Arthur Martin III – Road to Success

Public Affairs Office
Published Jan. 6, 2017
Arthur Martin III was one of only two individuals from the U.S. Army Corps of Engineers notified of their selection to participate in the senior executive program at Harvard University.

Arthur Martin III was one of only two individuals from the U.S. Army Corps of Engineers notified of their selection to participate in the senior executive program at Harvard University.

        “No one has yet climbed the ladder of success with their hands in their pockets.” Anonymous

Early in his youth, Arthur Martin III learned that success in life hinged on hard work, determination and a passion to reach for the stars.

Almost 30 years later, still reaching for the stars, he serves as deputy director, Installation Support and Programs Management Directorate, at the U.S. Army Engineering and Support Center, Huntsville.

Late in November, Martin was one of only two individuals from the U.S. Army Corps of Engineers notified of their selection to participate in the “very competitive” senior executive program at Harvard University.

Growing up in the coastal city of Mobile, Alabama, it’s a career opportunity, even he, though once the valedictorian of his alma mater, Williamson High School, could not have imagined. Something, Martin attributes to a solid foundation and upbringing in a blended family with three brothers and two sisters.

My parents and grandmother, as well as the Optimist Boys Club where I spent a good portion of my free time, played a huge role in that success, he said.

“My grandmother, the late Mary Posley, was one of my sources of inspiration,” he said. “She, along with my parents, valued education and made sure we all graduated high school and college. They wouldn’t allow any of us to strive for anything less."

At the Boys Club, Martin recognized individual leadership and developed his desire to be the best.

“The Boys Club pushed us to strive for excellence at all levels – home, school, sports, etc.,” he said. “There was no saying ‘I can’t’ at the club. We had to try and give our best.”

That mindset carried Martin to the University of Alabama, then a transfer to the University of South Alabama where he earned a bachelor’s degree in mechanical engineering, followed with a Master of Business Administration from the University of North Alabama and a Master of Science with a focus in project management from New England College.

“I consider myself a life-long student,” he said. “I’m always looking for new and interesting ways to do that and I saw this (the Harvard Senior Executive Fellows Program) as an opportunity to further my leadership skills. The things that I’ve learned through raw experience as a division chief  and my dealings with various senior leaders in my current role as deputy director, as well as those academic opportunities that I’ve already had, made this a challenge that I wanted to try and conquer.”

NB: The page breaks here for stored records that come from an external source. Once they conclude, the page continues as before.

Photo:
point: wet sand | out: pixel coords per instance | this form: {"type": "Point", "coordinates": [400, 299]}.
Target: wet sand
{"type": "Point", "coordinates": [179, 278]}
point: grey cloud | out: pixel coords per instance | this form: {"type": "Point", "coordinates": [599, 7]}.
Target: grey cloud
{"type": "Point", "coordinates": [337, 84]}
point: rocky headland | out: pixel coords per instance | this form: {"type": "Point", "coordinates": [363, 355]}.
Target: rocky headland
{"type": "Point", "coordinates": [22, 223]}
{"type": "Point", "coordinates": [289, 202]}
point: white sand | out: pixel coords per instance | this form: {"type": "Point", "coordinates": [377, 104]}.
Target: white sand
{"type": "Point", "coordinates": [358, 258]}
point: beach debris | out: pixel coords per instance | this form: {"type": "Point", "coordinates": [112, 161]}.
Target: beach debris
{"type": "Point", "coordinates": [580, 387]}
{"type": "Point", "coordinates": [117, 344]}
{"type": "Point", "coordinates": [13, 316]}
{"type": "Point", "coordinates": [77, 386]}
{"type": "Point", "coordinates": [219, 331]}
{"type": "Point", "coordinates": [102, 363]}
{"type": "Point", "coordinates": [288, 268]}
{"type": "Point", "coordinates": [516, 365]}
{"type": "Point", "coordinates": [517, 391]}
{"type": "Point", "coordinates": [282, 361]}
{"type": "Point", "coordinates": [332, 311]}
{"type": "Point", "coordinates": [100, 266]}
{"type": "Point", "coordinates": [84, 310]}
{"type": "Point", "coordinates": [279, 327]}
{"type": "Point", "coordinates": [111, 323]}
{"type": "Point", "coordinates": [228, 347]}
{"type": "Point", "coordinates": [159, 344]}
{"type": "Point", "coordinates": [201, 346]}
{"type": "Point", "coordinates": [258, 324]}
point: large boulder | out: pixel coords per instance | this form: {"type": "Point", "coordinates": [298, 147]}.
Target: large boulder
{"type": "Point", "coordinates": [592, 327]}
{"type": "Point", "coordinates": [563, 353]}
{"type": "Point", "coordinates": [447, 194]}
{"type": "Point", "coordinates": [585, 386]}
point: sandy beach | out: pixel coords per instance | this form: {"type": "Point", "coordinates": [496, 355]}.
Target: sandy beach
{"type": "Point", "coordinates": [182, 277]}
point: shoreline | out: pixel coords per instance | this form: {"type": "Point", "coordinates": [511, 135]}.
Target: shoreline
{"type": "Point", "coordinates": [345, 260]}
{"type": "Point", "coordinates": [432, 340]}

According to Martin, the four-week program, which starts Jan. 15 and goes through Feb. 10, will immerse participants through a series of scenarios and leadership challenges at a national or strategic level.

Citing his previous experience with the senior civilian education system, he explained that courses like these often present participants with scenarios that Fortune 500 companies – for profit businesses – face with staffing, retention, economic factors, the evolution of the new millennial workforce, and the shift in the overall workforce dynamic – the number of people eligible to retire and losing the expertise that has accumulated over the past several decades.

“These are some of the problems government agencies face too,” he said. “These scenarios are designed to force us to collaborate; force us to look at problems outside our normal operational mindsets. It’s going to introduce us to the strategic decision-making process as well as help us think with a more strategic mindset as a practice of our everyday execution of duties process.”

Martin added that it’s a “strategic filter” and a new way of thinking that could benefit the Huntsville Center.

“As we consider the change in the workforce dynamic, we’re going to have to be open to new ways of approaching problems, new business line opportunities,” he added. “There has to be a way to sustain ourselves and consider managed growth that we may not have thought of yet. How do we approach that? How do we sustain what we have as we look to the future?”

Martin said that this new way of thinking, coupled with the knowledge and work experience he gained in federal service can help inspire younger generations.

“The bottom line is that I want to be of more value to the organization,” he said. “First and foremost you have to take care of home, and I want to apply those strategic principles here within the Huntsville Center. If at all possible, I intend to seek the opportunity to apply what I have learned at the senior executive service level with the goal of making this organization the best agency possible. I want to do my part in that endeavor.

“I want to take my leadership, my training and the knowledge gained over 30 years of federal service, and parlay it to a new generation of workers,” he said. “I’m young enough, energetic and willing to stay around long enough to do it. That’s my goal.”